# taz.de -- Mayo Thompson und Scott Walker: Fiepen aus dem Kalten Krieg
       
       > Schlaue Musik: „Baby and Child Care“ von Mayo Thompsons Band The Red
       > Krayola und „The Childhood of a Leader“ von Scott Walker.
       
 (IMG) Bild: Mehr Licht: Mayo Thompson und sein konstruktiver Gesangsvortrag
       
       Kindheit, sogenannte formative years, Prägungen, Freiheit, Individualität –
       die Konflikte, die in den noch stark von Disziplinarinstitutionen wie
       Schule, Fabrik, Militär geprägten 1950er Jahren um Konformismus und
       Freiheit entstanden, sind weitgehend vergessen und umgelabelt worden.
       
       Solange das Übel in falschen Institutionen lokalisierbar war, konnte man
       über andere nachdenken und versuchen, den gesellschaftlichen Einfluss, den
       es weder auf der Straße noch in Wahlen zu gewinnen gab, über die Erziehung
       (oder eben gerade Nichterziehung) der nächsten Generation zu gewinnen.
       
       Wenn auf Deutsch von Dr.

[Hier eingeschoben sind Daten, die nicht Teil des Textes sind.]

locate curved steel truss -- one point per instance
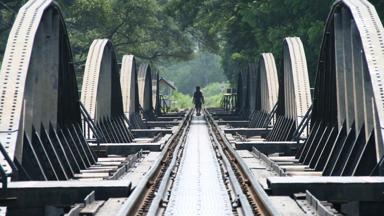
(266, 91)
(130, 91)
(145, 90)
(294, 99)
(347, 121)
(101, 94)
(243, 92)
(38, 85)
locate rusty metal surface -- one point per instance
(101, 91)
(30, 76)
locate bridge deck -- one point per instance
(199, 188)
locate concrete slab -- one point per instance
(151, 132)
(330, 188)
(269, 147)
(248, 131)
(245, 154)
(111, 207)
(38, 194)
(236, 124)
(128, 148)
(286, 205)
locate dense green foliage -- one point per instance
(177, 35)
(203, 69)
(136, 27)
(241, 29)
(212, 94)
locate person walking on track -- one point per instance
(198, 100)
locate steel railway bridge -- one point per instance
(274, 148)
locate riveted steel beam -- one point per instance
(349, 103)
(145, 90)
(38, 84)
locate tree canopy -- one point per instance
(166, 32)
(239, 30)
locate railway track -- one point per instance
(169, 187)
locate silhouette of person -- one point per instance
(198, 100)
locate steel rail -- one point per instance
(255, 193)
(138, 202)
(244, 203)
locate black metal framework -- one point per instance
(345, 137)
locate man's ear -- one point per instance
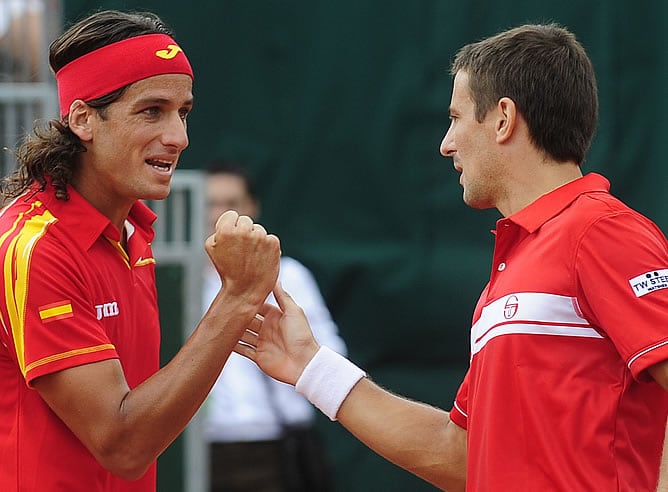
(507, 119)
(80, 119)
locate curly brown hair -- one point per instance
(52, 152)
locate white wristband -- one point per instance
(327, 379)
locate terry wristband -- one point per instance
(327, 379)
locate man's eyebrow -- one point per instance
(160, 101)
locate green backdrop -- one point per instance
(339, 107)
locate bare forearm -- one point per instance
(414, 436)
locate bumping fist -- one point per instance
(245, 256)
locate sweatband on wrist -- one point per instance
(118, 64)
(327, 379)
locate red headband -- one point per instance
(116, 65)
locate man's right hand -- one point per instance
(245, 256)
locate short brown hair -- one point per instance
(547, 73)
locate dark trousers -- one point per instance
(295, 463)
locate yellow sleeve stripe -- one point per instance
(68, 354)
(52, 313)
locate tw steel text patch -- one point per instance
(649, 282)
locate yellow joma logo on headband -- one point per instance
(171, 51)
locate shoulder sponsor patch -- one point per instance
(56, 310)
(649, 282)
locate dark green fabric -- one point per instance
(339, 109)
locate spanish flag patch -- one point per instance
(55, 311)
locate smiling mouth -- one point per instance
(160, 165)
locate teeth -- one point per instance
(160, 163)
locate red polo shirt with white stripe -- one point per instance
(557, 396)
(70, 296)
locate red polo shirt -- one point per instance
(70, 296)
(557, 397)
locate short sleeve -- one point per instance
(622, 270)
(51, 314)
(459, 411)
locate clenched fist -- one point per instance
(246, 257)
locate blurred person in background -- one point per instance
(261, 431)
(21, 39)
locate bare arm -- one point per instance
(126, 429)
(414, 436)
(660, 374)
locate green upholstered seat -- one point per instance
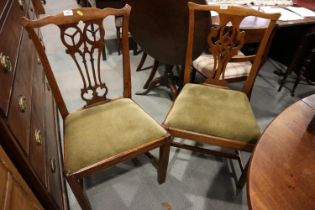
(102, 131)
(214, 111)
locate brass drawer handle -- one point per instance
(21, 3)
(5, 63)
(52, 165)
(22, 103)
(38, 137)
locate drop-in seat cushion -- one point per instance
(214, 111)
(97, 133)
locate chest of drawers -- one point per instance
(28, 116)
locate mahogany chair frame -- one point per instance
(94, 17)
(228, 14)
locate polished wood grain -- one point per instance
(14, 192)
(82, 35)
(222, 36)
(22, 110)
(281, 172)
(224, 40)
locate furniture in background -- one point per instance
(281, 171)
(211, 113)
(303, 62)
(15, 193)
(160, 28)
(118, 22)
(93, 137)
(27, 109)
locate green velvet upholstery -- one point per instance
(214, 111)
(102, 131)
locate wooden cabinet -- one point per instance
(14, 192)
(28, 115)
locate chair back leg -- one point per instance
(163, 161)
(77, 189)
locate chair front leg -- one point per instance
(78, 191)
(163, 161)
(242, 180)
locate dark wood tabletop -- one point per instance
(160, 27)
(282, 170)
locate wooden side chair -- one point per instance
(239, 66)
(211, 113)
(302, 63)
(105, 131)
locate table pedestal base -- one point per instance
(167, 79)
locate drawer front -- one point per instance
(14, 192)
(37, 154)
(10, 31)
(20, 109)
(54, 173)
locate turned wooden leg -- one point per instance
(78, 191)
(118, 39)
(152, 74)
(143, 58)
(242, 180)
(163, 161)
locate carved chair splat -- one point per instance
(93, 137)
(211, 113)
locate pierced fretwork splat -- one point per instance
(84, 41)
(224, 42)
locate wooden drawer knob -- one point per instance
(22, 103)
(5, 63)
(38, 137)
(52, 164)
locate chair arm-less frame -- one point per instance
(211, 113)
(105, 131)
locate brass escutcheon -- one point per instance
(22, 103)
(5, 63)
(38, 136)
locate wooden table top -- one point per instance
(282, 170)
(160, 27)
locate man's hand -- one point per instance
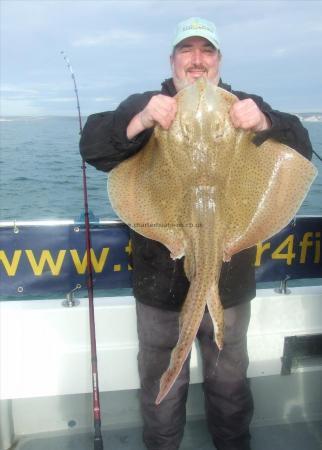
(245, 114)
(161, 110)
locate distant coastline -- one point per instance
(310, 117)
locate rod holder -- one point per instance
(283, 289)
(70, 301)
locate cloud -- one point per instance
(116, 36)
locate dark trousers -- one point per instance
(228, 400)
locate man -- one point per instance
(159, 283)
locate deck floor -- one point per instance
(297, 436)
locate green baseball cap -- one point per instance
(195, 26)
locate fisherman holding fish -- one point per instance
(160, 284)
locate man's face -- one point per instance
(194, 57)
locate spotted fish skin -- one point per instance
(206, 192)
(202, 266)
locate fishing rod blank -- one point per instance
(98, 440)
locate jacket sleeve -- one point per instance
(286, 128)
(104, 142)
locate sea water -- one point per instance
(41, 176)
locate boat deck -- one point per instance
(295, 436)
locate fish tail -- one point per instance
(216, 312)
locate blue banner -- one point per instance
(44, 260)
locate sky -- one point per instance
(270, 48)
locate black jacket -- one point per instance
(157, 279)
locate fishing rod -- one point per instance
(98, 440)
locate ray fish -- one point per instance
(206, 192)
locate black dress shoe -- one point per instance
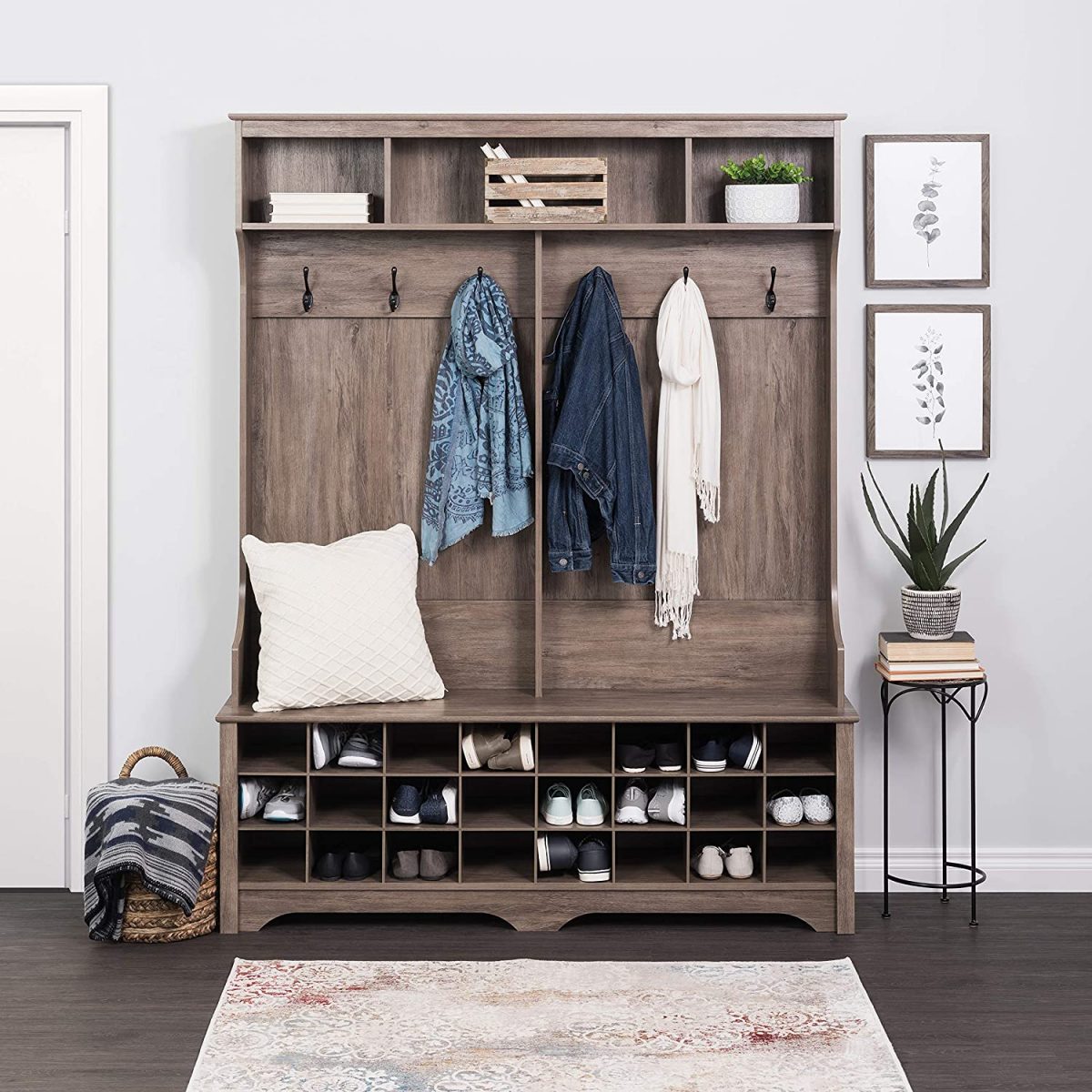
(358, 866)
(329, 866)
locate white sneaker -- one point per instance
(255, 794)
(327, 742)
(288, 806)
(632, 804)
(557, 806)
(669, 803)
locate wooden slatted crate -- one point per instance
(558, 183)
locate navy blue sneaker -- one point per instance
(405, 804)
(711, 756)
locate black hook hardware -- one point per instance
(394, 298)
(308, 295)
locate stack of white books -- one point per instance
(320, 207)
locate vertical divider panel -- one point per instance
(540, 530)
(688, 200)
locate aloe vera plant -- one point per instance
(924, 551)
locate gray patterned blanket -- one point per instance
(161, 830)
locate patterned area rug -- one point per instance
(530, 1026)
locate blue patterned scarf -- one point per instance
(480, 447)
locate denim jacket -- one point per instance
(598, 461)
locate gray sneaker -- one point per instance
(364, 751)
(327, 742)
(669, 803)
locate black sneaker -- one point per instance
(556, 853)
(329, 866)
(670, 757)
(711, 756)
(593, 862)
(634, 758)
(405, 805)
(359, 866)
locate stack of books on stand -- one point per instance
(320, 207)
(905, 659)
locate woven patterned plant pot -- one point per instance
(775, 203)
(152, 920)
(931, 616)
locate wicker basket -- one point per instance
(152, 920)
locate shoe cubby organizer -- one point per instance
(336, 416)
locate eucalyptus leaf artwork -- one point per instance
(926, 218)
(928, 379)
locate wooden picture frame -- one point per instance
(887, 396)
(891, 255)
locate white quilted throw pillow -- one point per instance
(339, 622)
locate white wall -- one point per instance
(1013, 69)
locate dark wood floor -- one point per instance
(1003, 1008)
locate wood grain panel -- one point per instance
(732, 270)
(341, 416)
(480, 642)
(814, 156)
(350, 272)
(775, 645)
(319, 165)
(774, 534)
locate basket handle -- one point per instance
(172, 759)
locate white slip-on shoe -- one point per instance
(785, 808)
(709, 863)
(557, 805)
(669, 803)
(817, 806)
(591, 807)
(632, 804)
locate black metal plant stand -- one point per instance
(945, 694)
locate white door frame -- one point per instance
(83, 110)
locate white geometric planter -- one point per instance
(776, 203)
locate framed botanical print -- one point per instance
(928, 380)
(927, 211)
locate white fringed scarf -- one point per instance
(688, 460)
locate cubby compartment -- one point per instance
(274, 857)
(574, 749)
(423, 751)
(498, 803)
(801, 751)
(802, 856)
(494, 857)
(814, 154)
(310, 165)
(349, 840)
(725, 840)
(514, 734)
(445, 839)
(729, 733)
(339, 803)
(273, 751)
(725, 804)
(574, 785)
(650, 856)
(650, 735)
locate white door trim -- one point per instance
(83, 110)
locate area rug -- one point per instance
(531, 1026)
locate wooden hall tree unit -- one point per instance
(336, 414)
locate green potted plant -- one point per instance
(758, 192)
(929, 604)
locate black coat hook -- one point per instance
(394, 298)
(308, 295)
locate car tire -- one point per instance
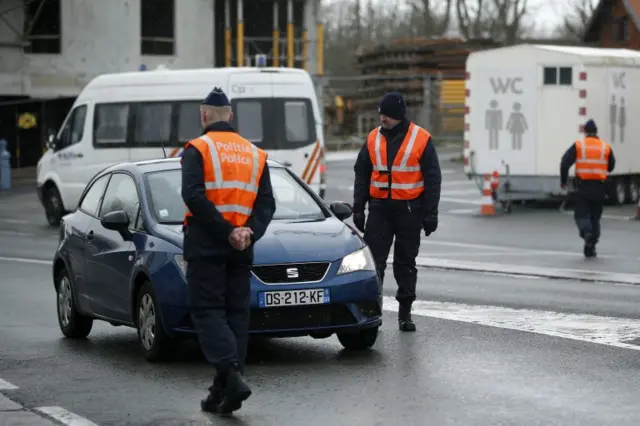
(152, 338)
(72, 323)
(361, 340)
(53, 208)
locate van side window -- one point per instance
(73, 130)
(110, 124)
(189, 126)
(153, 123)
(296, 121)
(248, 115)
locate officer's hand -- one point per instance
(359, 220)
(430, 224)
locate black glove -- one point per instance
(358, 220)
(430, 224)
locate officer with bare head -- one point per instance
(227, 190)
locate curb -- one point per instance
(532, 271)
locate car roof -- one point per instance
(150, 166)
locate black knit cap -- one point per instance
(393, 105)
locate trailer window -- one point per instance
(565, 76)
(550, 75)
(152, 124)
(110, 124)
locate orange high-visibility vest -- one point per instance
(405, 178)
(232, 170)
(592, 159)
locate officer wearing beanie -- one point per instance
(219, 235)
(594, 161)
(398, 174)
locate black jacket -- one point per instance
(428, 201)
(585, 187)
(207, 232)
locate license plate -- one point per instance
(294, 297)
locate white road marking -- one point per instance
(610, 331)
(25, 260)
(4, 385)
(530, 270)
(428, 242)
(65, 417)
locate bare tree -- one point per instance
(575, 22)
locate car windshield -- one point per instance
(293, 202)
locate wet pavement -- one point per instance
(491, 349)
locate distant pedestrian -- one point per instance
(594, 161)
(227, 190)
(398, 173)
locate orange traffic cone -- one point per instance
(488, 207)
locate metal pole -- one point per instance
(227, 33)
(290, 57)
(240, 35)
(276, 34)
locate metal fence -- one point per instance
(434, 101)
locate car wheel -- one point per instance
(53, 206)
(363, 339)
(151, 335)
(72, 323)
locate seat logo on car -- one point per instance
(292, 273)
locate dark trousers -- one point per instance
(219, 295)
(587, 214)
(389, 219)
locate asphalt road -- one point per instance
(490, 349)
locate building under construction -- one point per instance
(50, 49)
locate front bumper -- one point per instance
(356, 303)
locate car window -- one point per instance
(110, 124)
(122, 194)
(292, 200)
(296, 121)
(91, 200)
(74, 128)
(189, 125)
(165, 190)
(153, 123)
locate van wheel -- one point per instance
(53, 206)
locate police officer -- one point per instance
(398, 173)
(227, 190)
(594, 161)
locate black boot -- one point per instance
(236, 391)
(405, 323)
(212, 402)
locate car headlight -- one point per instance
(360, 260)
(182, 264)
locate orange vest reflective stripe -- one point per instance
(592, 159)
(404, 179)
(232, 170)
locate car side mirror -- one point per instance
(117, 221)
(341, 209)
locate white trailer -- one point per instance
(526, 104)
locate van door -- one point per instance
(253, 109)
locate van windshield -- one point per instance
(293, 202)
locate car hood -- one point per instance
(293, 241)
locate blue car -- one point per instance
(119, 260)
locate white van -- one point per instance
(152, 114)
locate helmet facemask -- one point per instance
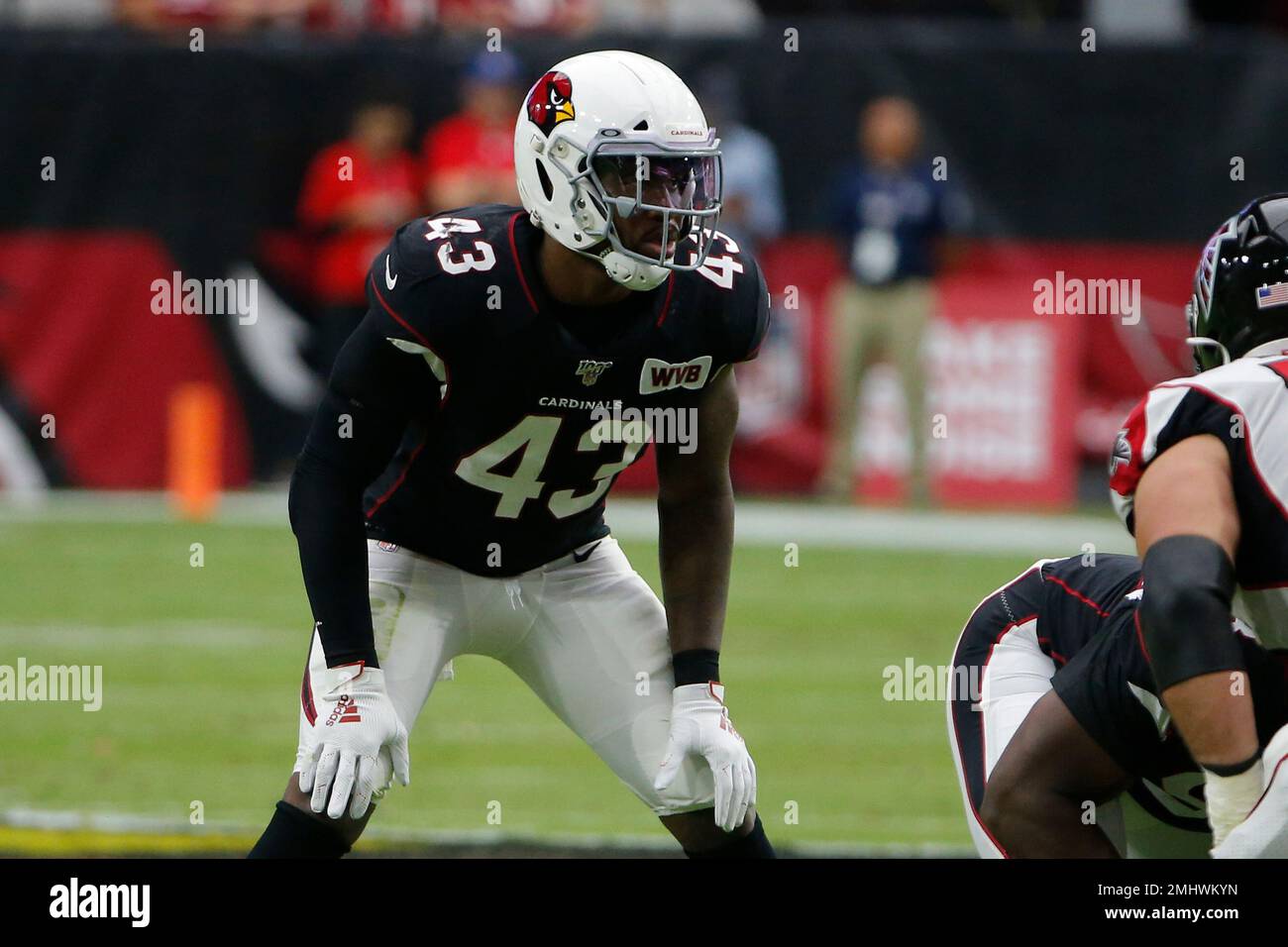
(642, 174)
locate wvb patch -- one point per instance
(660, 376)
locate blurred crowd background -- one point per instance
(907, 171)
(1155, 17)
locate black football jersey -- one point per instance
(1109, 688)
(533, 407)
(1244, 405)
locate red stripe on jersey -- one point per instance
(1078, 595)
(1126, 472)
(1140, 637)
(666, 303)
(518, 265)
(398, 318)
(397, 483)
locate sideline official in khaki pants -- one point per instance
(870, 321)
(890, 211)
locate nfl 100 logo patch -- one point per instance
(589, 369)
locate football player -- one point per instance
(1063, 748)
(450, 496)
(1199, 474)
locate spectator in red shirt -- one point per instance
(355, 193)
(469, 158)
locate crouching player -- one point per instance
(1063, 748)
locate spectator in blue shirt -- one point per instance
(889, 214)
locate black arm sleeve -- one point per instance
(356, 432)
(1185, 612)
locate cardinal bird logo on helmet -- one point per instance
(550, 102)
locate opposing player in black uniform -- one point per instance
(1063, 746)
(450, 497)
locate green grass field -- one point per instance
(201, 673)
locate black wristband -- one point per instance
(1233, 768)
(696, 667)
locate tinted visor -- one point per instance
(657, 182)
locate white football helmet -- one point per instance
(614, 131)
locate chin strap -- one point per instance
(631, 273)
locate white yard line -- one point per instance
(123, 823)
(760, 522)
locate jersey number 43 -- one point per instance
(532, 438)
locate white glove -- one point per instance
(699, 724)
(356, 720)
(1263, 834)
(1231, 799)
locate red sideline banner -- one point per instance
(93, 363)
(1026, 386)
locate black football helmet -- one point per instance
(1240, 285)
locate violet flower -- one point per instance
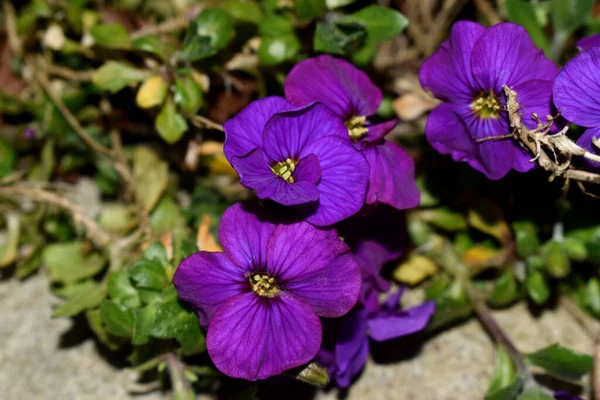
(575, 96)
(467, 73)
(262, 297)
(379, 322)
(351, 95)
(297, 157)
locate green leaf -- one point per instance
(80, 302)
(114, 76)
(534, 394)
(149, 274)
(537, 287)
(170, 124)
(506, 382)
(67, 262)
(381, 23)
(121, 291)
(562, 362)
(113, 36)
(311, 9)
(338, 37)
(211, 31)
(246, 11)
(151, 176)
(523, 13)
(117, 319)
(569, 15)
(154, 45)
(277, 50)
(188, 95)
(526, 238)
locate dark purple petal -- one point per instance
(255, 173)
(315, 265)
(243, 132)
(338, 84)
(447, 73)
(352, 347)
(505, 55)
(252, 337)
(576, 89)
(392, 177)
(589, 42)
(343, 185)
(244, 233)
(206, 280)
(379, 131)
(286, 135)
(585, 141)
(390, 325)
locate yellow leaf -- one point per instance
(152, 92)
(414, 270)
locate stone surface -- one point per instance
(45, 358)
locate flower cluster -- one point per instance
(318, 155)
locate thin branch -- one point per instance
(94, 231)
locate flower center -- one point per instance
(285, 169)
(356, 127)
(486, 105)
(263, 285)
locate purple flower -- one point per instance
(348, 355)
(351, 95)
(575, 97)
(261, 298)
(467, 73)
(298, 157)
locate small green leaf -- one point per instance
(113, 36)
(537, 287)
(170, 124)
(211, 31)
(67, 262)
(117, 319)
(80, 302)
(149, 274)
(381, 23)
(561, 361)
(311, 9)
(114, 76)
(523, 13)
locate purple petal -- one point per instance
(287, 134)
(254, 338)
(447, 73)
(206, 280)
(379, 131)
(244, 233)
(352, 347)
(589, 42)
(339, 85)
(392, 178)
(316, 266)
(505, 55)
(585, 141)
(343, 185)
(576, 89)
(255, 173)
(385, 326)
(243, 132)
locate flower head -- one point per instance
(468, 73)
(381, 322)
(298, 157)
(351, 95)
(262, 296)
(575, 97)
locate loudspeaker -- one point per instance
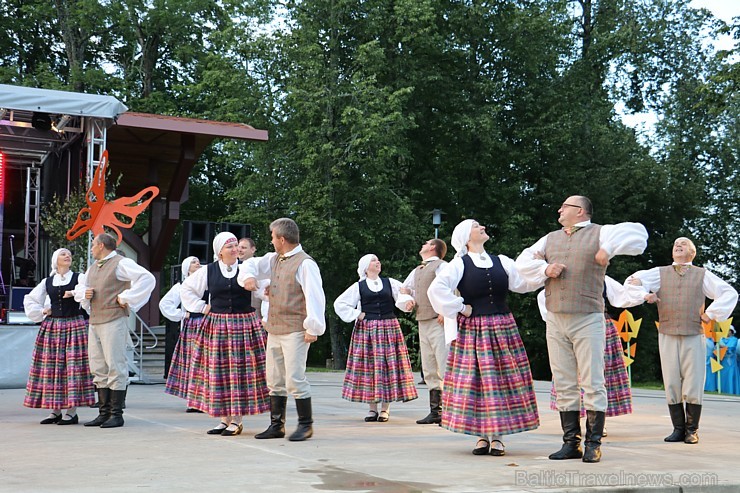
(41, 121)
(197, 239)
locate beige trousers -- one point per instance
(433, 352)
(575, 345)
(285, 365)
(107, 344)
(683, 363)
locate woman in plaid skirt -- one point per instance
(60, 376)
(618, 392)
(171, 307)
(227, 373)
(378, 367)
(488, 390)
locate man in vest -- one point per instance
(680, 290)
(431, 330)
(295, 320)
(113, 285)
(571, 263)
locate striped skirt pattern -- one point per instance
(60, 375)
(618, 392)
(378, 367)
(227, 372)
(178, 378)
(488, 386)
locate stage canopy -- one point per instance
(60, 102)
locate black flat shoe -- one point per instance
(231, 433)
(482, 450)
(50, 421)
(217, 430)
(73, 420)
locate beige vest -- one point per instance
(287, 303)
(423, 277)
(106, 287)
(681, 301)
(580, 287)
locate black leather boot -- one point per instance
(594, 432)
(693, 413)
(103, 408)
(678, 418)
(304, 430)
(117, 401)
(277, 418)
(571, 449)
(435, 409)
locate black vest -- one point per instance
(377, 306)
(61, 306)
(226, 294)
(484, 289)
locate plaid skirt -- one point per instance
(227, 372)
(178, 377)
(618, 392)
(60, 375)
(378, 367)
(488, 386)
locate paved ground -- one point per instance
(163, 449)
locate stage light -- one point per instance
(62, 122)
(41, 121)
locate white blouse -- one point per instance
(170, 305)
(348, 306)
(37, 300)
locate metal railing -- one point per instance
(139, 348)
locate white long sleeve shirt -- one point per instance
(37, 300)
(307, 276)
(410, 281)
(615, 239)
(348, 305)
(619, 296)
(142, 284)
(714, 288)
(170, 305)
(442, 290)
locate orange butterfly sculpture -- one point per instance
(100, 214)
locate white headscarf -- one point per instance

Spock die Rede ist, kann man davon ausgehen, dass
       jemand dem Vulkanier vom Raumschiff „Enterprise“, von dessen
       Intellektualität beeindruckt, einen Titel verliehen hat, den er in der
       Serie gar nicht trägt.
       
       ## Ratgeber Dr. Spock
       
       In den USA war ein anderer Dr. Spock eine weithin berühmte Figur, und jeder
       wusste, dass sie nicht mit Mr. Spock verwandt oder verschwägert war. Dr.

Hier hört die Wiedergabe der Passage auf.